An even worse tragedy occurred when the riverboat Sultana exploded and sank on the
Mississippi River in 1865, killing an estimated 1,547 people. Many of the passengers were Civil War veterans returning home
from battle.
More than 1,000 members of a church picnic excursion perished in a fire that destroyed
the steamship General Slocum in a place known as Hell Gate on the East River at New York City on June 15, 1904.
Those who remember the motion picture The Poseidon Adventure, about a liner overturned by a great tidal
wave at sea, might understand what it might have been like for the 2,408 passengers and 72 crew members aboard the Eastland
on July 24, 1915, when the vessel tipped on its side and sank in Chicago harbor. Of that number, 835 perished.
The burning Mont Blanc, a ship full
of munitions during World War I, was adrift in Halifax harbor on December 6, 1917. As it burned, the floating bomb drifted
up to Pier Six, where the fire spread to the wooden pier and some adjoining buildings. Unaware of the danger, members of the
Halifax Fire Department responded and the people of Halifax gathered around the harbor to watch the drama unfolding before
their eyes. The ship blew up in what was believed to be the biggest man-made explosion preceding the nuclear age. The blast was felt more than 100 miles away. It virtually leveled much of the City of Halifax and killed
over 2,000 people. Another 9,000 were injured. The blast destroyed 325 acres, almost all of the north-end of the city. Several
nearby ships in the harbor also were destroyed and their crews killed.
The 35-year-old car and passenger ferry Al-Salaam
Boccaccio 98 left the Saudi Arabrian port of Duba, bound for Safaga, Egypt, on a stormy night of February 3, 2006, her decks
crowded with an estimated 1,312 passengers and about 104 crew members. Few of those passengers, mostly Egyptian workers on their way home from jobs in Saudi Arabia,
knew that this ship was taking them into a fiery disaster that would rival the records of marine mishaps throughout the world.
More than 1,000 people perished when the ship burned and sank just 62 miles from Duba.
Among the more deadly shipwreck events
in recorded history was the loss of the Chinese passenger steamship Kiangya, that was packed with refugees from the Chinese
Civil War. This steamer struck a mine and blew up in the mouth of the Huangpu River, south of Shanghai, on Dec.

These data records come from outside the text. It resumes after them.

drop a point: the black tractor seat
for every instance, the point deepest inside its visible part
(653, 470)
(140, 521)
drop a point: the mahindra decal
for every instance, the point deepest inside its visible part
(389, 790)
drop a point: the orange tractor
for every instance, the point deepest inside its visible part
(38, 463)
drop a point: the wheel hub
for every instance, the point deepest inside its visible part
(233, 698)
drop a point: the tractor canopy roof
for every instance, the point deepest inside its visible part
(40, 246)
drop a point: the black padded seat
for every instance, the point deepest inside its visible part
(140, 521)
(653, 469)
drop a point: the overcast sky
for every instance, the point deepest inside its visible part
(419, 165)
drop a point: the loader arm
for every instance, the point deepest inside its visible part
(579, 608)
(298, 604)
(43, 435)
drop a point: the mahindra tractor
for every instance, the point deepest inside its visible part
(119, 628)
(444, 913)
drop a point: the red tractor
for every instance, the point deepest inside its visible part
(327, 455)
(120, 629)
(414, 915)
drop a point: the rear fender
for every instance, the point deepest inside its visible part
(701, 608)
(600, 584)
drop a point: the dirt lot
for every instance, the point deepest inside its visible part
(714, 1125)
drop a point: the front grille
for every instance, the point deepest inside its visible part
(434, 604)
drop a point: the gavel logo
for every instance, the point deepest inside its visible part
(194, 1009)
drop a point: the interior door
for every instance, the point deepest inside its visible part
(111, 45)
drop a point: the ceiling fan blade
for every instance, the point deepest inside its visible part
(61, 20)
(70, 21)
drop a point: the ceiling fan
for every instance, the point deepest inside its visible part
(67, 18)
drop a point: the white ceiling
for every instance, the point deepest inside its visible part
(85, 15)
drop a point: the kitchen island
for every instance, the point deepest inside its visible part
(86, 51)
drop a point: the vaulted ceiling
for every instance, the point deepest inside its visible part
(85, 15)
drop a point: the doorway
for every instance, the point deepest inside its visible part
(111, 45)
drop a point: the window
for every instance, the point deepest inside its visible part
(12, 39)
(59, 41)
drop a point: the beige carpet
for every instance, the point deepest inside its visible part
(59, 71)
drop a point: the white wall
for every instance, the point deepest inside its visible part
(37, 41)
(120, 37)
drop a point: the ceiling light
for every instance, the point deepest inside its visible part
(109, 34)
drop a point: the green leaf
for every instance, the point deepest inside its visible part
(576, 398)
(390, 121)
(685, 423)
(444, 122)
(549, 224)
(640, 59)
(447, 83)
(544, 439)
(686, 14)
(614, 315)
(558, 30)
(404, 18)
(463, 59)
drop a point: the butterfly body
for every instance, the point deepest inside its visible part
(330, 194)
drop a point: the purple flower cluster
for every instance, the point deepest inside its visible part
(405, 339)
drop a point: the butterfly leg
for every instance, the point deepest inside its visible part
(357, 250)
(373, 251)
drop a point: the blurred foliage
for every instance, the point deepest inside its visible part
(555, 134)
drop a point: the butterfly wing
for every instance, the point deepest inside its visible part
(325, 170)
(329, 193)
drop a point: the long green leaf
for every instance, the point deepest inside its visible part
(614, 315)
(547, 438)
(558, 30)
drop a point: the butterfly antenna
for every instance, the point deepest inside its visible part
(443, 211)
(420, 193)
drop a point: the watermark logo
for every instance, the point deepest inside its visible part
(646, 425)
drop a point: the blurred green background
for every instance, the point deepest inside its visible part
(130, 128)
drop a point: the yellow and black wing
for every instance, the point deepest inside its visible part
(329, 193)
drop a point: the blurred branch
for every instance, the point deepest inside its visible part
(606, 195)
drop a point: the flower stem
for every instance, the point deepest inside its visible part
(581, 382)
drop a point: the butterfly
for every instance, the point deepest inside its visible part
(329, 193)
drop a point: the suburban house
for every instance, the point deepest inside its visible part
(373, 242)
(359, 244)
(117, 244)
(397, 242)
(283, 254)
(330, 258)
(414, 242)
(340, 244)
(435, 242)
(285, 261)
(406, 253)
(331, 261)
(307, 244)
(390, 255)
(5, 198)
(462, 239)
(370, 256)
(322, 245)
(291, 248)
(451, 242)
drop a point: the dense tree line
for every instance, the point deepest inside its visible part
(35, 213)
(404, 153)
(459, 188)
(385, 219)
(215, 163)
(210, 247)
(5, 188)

4, 1948. The Kiangya had room for 1,186 passengers, but because they were
fleeing the advancing Communist army the refugees packed the ship far beyond its legal capacity. There was no count of the
number of people that boarded so the actual death count will never be known. There were 2,250 paying passengers who boarded
at Nanking, and it was estimated that the ship carried as many as 1,200 stowaways. It was thus estimated that somewhere around
3,000 humans perished in the disaster.
Perhaps the greatest
maritime disaster in peacetime happened in December 1987, when the Philippine inter-island ferry Doa Paz collided with the Vector,
a small coastal petrol tanker. The impact triggered an explosion in the tanker, and the resulting fireball set fire not only
to the ferry, but also to the surface of the sea as the spilt petrol spread. Of the Doa
Paz’s 4317 passengers (only 1586 appeared on the manifest) only 24 survived; all 58 crew and 11 of the Vector’s crew of 13 perished. Of the 4386 who lost their lives,
over 1,000 were children.
Even less public notice
was taken of the loss of the small Haitian ferry, Neptune,
which sank in February 1993. Grossly overcrowded with over 2000 passengers on their way to market, the 150ft vessel capsized
in a squall. It was said that the disaster was caused by passengers rushing to the leeward side of the ship to shelter from
a rain shower. An estimated 1700 people lost their lives - 200 more than with the Titanic.
Wartime sinkings eclipse
even these tragedies. Because it was wartime, the media did not report the loss of the Cunard White Star liner Lancastria. This fine ship was bombed and sunk off St. Nazaire in June 1940 while evacuating
British troops from France. Exact figures are hard to ascertain, but an estimated 2500 lives were lost in this, the worst
loss of life ever on a British ship.
Even worst recorded
losses of life at sea came at the end of the Second World War. On January 30, 1945, the German liner Wilhelm Gustloff was torpedoed in the Baltic while crowded with evacuated civilians and
troops, fleeing the Soviet forces approaching Gdynia and Gdansk. Over 7000 people died in the freezing water.
Just 10 days later,
on February 9, the same submarine, the Russian S 13, sank
the General von Steuben with the loss of over 3000 lives,
and, on 16 April, the Soviet submarine L 13 sank the Goya, with only 183 survivors from more than 7000 men, women and children
on board. Both were lost on the Baltic Sea.